I'll be implementing test cases to ensure it's catching malformed data.

burntsushi · on Sept 9, 2018

Nice! Is your `count` command doing CSV parsing? I don't understand how your naive parser takes 400ms to parse nfl_all_plays_small.csv, but that counting records is somehow faster. The fact that your `count` program is needing to deal explicitly with `\r` makes me very suspicious. :)

Also, counting records with an index isn't particular interesting, since it's just reading 8 bytes from the index file. I would definitely be curious to know why your program is taking 184ms though. That isn't startup time, is it?

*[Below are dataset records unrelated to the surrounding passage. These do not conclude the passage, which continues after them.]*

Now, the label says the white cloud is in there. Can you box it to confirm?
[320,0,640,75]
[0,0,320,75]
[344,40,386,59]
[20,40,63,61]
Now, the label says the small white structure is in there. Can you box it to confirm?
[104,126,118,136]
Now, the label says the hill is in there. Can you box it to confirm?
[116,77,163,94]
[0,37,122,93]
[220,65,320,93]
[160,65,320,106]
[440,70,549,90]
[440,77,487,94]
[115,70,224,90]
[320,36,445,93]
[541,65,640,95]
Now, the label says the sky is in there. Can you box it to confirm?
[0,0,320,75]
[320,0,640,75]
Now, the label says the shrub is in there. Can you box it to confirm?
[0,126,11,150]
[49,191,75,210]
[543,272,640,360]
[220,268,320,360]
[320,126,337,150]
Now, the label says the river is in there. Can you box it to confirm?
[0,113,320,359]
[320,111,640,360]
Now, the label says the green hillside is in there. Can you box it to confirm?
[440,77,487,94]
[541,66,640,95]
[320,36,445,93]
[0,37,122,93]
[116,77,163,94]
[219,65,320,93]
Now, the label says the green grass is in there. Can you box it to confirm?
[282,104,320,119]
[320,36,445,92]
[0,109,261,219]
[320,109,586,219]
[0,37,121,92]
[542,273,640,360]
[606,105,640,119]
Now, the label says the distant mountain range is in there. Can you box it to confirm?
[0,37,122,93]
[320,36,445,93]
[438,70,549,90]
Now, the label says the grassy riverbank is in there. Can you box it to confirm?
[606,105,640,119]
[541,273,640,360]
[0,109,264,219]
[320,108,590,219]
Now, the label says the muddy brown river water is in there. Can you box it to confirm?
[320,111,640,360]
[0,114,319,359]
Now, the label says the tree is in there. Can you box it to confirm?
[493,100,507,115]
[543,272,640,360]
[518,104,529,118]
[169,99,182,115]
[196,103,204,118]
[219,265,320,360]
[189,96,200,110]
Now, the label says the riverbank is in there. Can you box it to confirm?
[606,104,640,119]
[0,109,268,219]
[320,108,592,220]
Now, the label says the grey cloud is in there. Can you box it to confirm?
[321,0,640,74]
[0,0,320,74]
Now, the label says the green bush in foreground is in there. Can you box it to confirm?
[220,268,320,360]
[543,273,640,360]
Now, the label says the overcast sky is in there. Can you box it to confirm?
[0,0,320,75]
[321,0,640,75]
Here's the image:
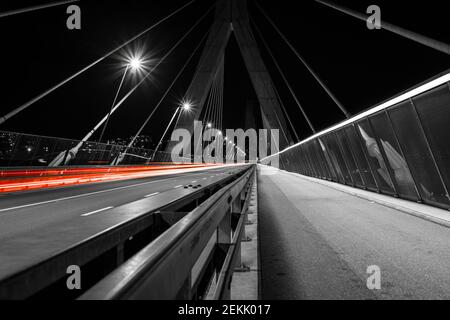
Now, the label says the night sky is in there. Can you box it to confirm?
[0,0,450,139]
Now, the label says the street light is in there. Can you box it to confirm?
[98,57,143,142]
[151,101,192,161]
[127,57,142,71]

In your comment above, you compared your CSV parser to `xsv stats --everything`, but `xsv stats` does a lot more than just CSV parsing. If you want to test how fast xsv takes to parse CSV, then `xsv count` without an index is the way to do it. `xsv` only takes 19ms on my machine to parse nfl_all_plays_small.csv, which is basically within process overhead time.

Also, when you're ready, I would like to be able to run and inspect the code myself. :-)

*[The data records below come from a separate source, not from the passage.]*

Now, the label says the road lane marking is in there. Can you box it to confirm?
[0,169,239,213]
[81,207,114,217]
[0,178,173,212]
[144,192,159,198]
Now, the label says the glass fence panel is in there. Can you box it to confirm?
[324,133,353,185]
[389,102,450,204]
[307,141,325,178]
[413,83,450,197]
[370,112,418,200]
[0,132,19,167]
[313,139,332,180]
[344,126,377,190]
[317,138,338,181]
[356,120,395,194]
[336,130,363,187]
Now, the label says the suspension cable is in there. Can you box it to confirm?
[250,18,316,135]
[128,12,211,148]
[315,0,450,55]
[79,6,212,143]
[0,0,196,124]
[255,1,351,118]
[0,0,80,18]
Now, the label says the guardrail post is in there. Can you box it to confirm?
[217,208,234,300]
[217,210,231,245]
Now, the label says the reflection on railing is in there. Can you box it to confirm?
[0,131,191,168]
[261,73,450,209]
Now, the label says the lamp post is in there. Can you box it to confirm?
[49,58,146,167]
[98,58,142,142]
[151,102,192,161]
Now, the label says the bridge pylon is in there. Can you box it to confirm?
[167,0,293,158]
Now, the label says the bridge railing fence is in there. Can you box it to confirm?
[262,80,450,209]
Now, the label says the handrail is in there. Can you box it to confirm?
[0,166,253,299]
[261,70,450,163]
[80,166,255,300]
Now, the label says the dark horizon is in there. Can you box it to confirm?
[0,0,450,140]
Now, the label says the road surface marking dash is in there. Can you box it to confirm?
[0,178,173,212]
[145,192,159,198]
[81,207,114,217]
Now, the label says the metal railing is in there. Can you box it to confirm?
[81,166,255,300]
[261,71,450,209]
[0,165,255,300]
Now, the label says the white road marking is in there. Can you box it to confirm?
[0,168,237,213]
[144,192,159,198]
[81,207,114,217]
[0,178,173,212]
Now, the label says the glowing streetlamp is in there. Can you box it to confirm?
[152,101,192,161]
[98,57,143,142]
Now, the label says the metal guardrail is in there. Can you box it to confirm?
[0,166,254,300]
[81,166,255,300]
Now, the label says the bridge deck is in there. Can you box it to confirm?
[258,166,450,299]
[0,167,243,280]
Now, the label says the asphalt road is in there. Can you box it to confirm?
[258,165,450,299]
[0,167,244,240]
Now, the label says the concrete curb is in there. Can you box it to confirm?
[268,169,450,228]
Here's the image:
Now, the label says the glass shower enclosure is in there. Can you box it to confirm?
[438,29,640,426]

I warned you above: the key challenge you're going to face is creating a robust CSV parser, and using that to implement every command, including `count`. If that isn't a requirement, then basically all comparisons are unfortunately completely moot.

shawn · on Sept 9, 2018

It's just counting lines and skipping any whose contents are "\r" or blank. I believe this is correct behavior because:

  foo,bar,"quux
  zap",bang

`xsv count` returns 0 for this.

Is there any situation where csv fields can contain literal newline characters? (ascii value 10.)

Will post code fairly soon. There aren't any tricks. I just implemented slice as well.

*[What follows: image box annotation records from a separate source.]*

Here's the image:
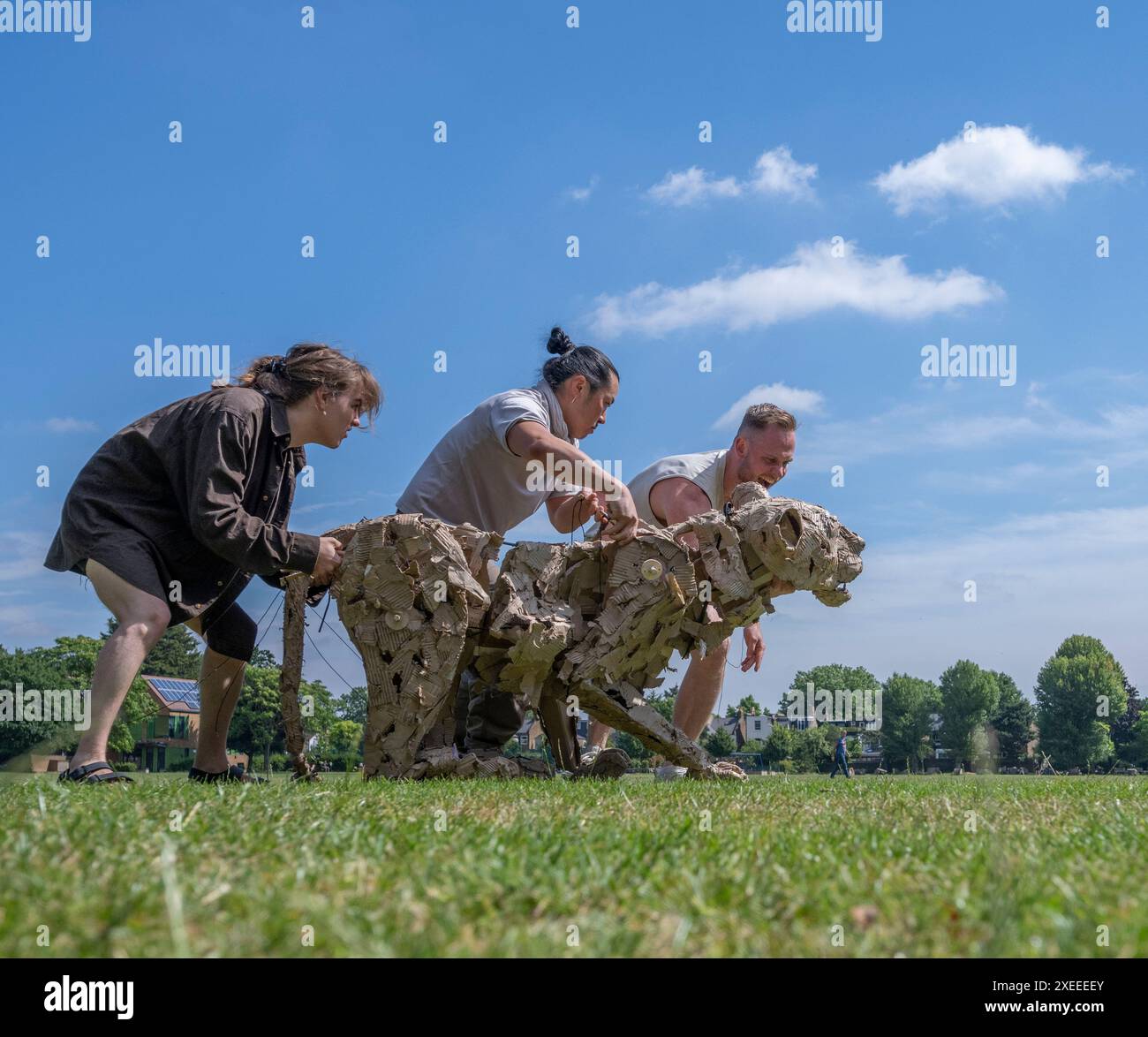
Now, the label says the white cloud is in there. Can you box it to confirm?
[566,173,600,202]
[43,418,96,432]
[646,165,742,207]
[646,145,818,208]
[589,241,1005,339]
[749,145,818,199]
[872,126,1131,216]
[709,382,826,431]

Also, when you're ready, I would like to be able to run and inspect the code myself. :-)

Certainly!

EDIT: Ah, user error. CSVs can indeed contain literal newlines, and XSV handles that. I'll switch it to parse doublequoted strings and add some tests.

One simplification: if a line contains N commas, where N matches the number of columns minus one, then there's no need to parse it for count, slice, etc.

I would definitely be curious to know why your program is taking 184ms though. That isn't startup time, is it?

It's actually the time it takes to load in a C function to swap big-endian uint64 to little-endian.

burntsushi · on Sept 9, 2018

Indeed. xsv returned 0 because it interprets the first record as a header row by default.

Counting is interesting, because you don't have to implement unescaping to do it, but any robust csv parser will do it. So if you write two different versions of a csv parser, one for normal reading and one just for counting, then the one for counting can go faster and you'll avoid the need to amortize allocation. It's a nice trick though! However, I was using `xsv count` as a proxy for CSV parsing. So if you're just going to not do actual CSV parsing, then your solution is much less interesting. :-)

> I would definitely be curious to know why your program is taking 184ms though. That isn't startup time, is it?

> It's actually the time it takes to load in a C function to swap big-endian uint64 to little-endian.

Holy moly. Really? Do you know why it takes so long? That's a showstopper...

shawn · on Sept 9, 2018

Agreed, though I'm mainly seeing how quickly I can reimplement everything xsv has to offer without sacrificing performance. I don't consider the challenge finished until, as you say, it handles all of the corner cases.

EDIT: I'm actually not sure what's going on with the startup time, since it's usually fast. I have quite a few windows open, which might be affecting results. (xsv count is suddenly taking ~70ms for simple data, so I think a reboot is in order.)

To clarify, I was mainly just excited to share some WIP. There's still a lot of work left to do to cross the finish line.

burntsushi · on Sept 9, 2018

Ah OK. Then to preserve our sanity, I'm going to bow out until you tell me I should go look. There are other things I want to accomplish today. :-)

shawn · on Sept 9, 2018

Sounds good! I'll hopefully have something interesting by the end of the weekend.

shawn · on Sept 9, 2018

rust-csv compiled and ran flawlessly. xsv had an error: https://github.com/BurntSushi/xsv/issues/139

Also loved this:

    // OMG I HATE BYTE STRING LITERALS SO MUCH.
    fn b(s: &str) -> &[u8] { s.as_bytes() }

EDIT: Aha, it was user error. Brew had an old version of Rust installed.